When you meet up with an old fling at a Boston sushi bar but she doesn’t know you’re trans yet

Annabelle says hey and I say hey and we hug. At the beginning, I can tell she’s thinking—maybe she has a cold. Her eyes flash to my chest, quick, and by the end of our introductions, she knows.

Every day is a new performance for me. Today, I’m on stage as Punk Boy: Mannequin Pussy tank. Black Levi’s. Nail color: black.

“How’ve you been?” I ask, sipping my coke.

“Good,” she says, “really good. So, I just finished my MSW—Master’s in Social Work, sorry. I’m starting at Boston Children’s Hospital on Monday.”

“That’s great,” I say.

“How about you?”

This is my opening. “Still living with my parents, so cringey, I know. Working at a boutique pet spa. And I’m, well. I’m different from when you last saw me. You probably saw on Facebook that my name is E instead of Erica?”

She nods, watching me.

“I’ve been going through some changes,” I say. “I’m getting to know myself better.”

Her sushi sits in front of her, uneaten. She looks the same as in college—long blonde hair, elegant nose, permanent blush in her cheeks, and a beauty mark by her nose, almost imperceptible. “That’s awesome,” she says. “Really.”

“It’s a process,” I say. My voice cracks like a boy going through puberty, and I blush, and then I blush about my blushing.

After college, I was depressed, and the longer it went on, the more I felt I needed to change something. My trans friends all seemed so happy. Every day, they announced a new development. I thought, Maybe this is it.
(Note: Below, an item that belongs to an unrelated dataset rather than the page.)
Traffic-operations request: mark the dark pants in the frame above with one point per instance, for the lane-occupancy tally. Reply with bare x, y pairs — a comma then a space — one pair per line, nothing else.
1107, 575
I can give birth to a new me.

It reminded me of those pregnancy books.

Heart starts to beat (cut your hair)

Facial features form (stubble grows)

Fingerprints and toenails appear (voice deepens)

“If you don’t mind my asking, what are your pronouns?” She stops. “Wait, you totally don’t have to answer that. Only if you’re comfortable, I mean. I don’t—”

“It’s okay,” I say.

“I don’t want to put you on the spot,” she says. Is this as uncomfortable for her as it is for me? I feel my top surgery scars throbbing, like they’re glowing through my shirt.

I remember after my top surgery, when my mom was changing my dressings and emptying the drains hooked up to my bloody chest. She paused and I said, “What?” and she said, “I guess I didn’t know what I was taking on,” and I thought, What do you mean? Like, when you drove me to my surgery? When you took me to a therapist for my panic attacks? When you took me to my first pride parade? Or when you had me?

I used to vlog about transitioning, as though I knew shit.

I starred as Hipster Boy: Mustard Carhartt beanie, olive green overalls, looks cute holding tools but can’t even hang a curtain. I had a series: “Your hipster tranny next door.”

Now, I can’t even talk about it. Her lips are full and perfect, she is a Botticelli painting, I would die to see her tits again, this is my end.

“I thought…” I say. “For a long time after college, I thought I was a guy. And that’s what got me on T. Testosterone. But now…I think I might be something in-between.”

In-between. A rat. An alien. A mutt abandoned on the side of a country road.

Her hazel eyes alight on my no-boobs again, and flicker away. “I’m glad you feel safe to explore that now.”

“Yeah,” I say. “Me, too.”

Some days, like today, I want to be with her.

As a girl.

I want to giggle and tickle her and…

Back in college, when she took off her bra, I felt like the luckiest girl alive. I must be cheating, I thought. This is magic. My fingers tingled.

I almost wish I still had boobs so I could smush them against hers. It felt absurd that time I did it, like squishing pillows together, or bags of sand, and it made me laugh.

I want to land the role of Girly Girl: Jane Austen-inspired. Lacey corsets, pink bows, silk. Nail color: ballet slipper.

I don’t know what the fuck I’m doing, sometimes I wonder if I fucked this all up, if I can’t make these monumental life decisions—I got this tattoo the other day on my arm of an anime cat eating French fries to cover my high school self-harm scars, and every night since, it’s haunted me, I think it made the whole thing worse, like covering a joke with another joke, and now it’s on my body forever, and the only thing I could cover it with would be an ugly thing, a big black blob, and then it’d be covering a joke with another joke with another joke, and I look at trans kids who know what they want from the beginning, and I wonder if I’m missing some special gene to tell me who I am now, who I’ve always been, who I’ll always be, but I’m a kaleidoscope, constantly changing.

Every day, a new performance.

Current mode: Desperate.

Her eyes are sad, or maybe I’m projecting, and I want to say:

I’m still beautiful, at least I think I am, and do you still want me?

Do you still want me

do you want me

do you want me

do you do you do you do you doyoudoyoudoyou?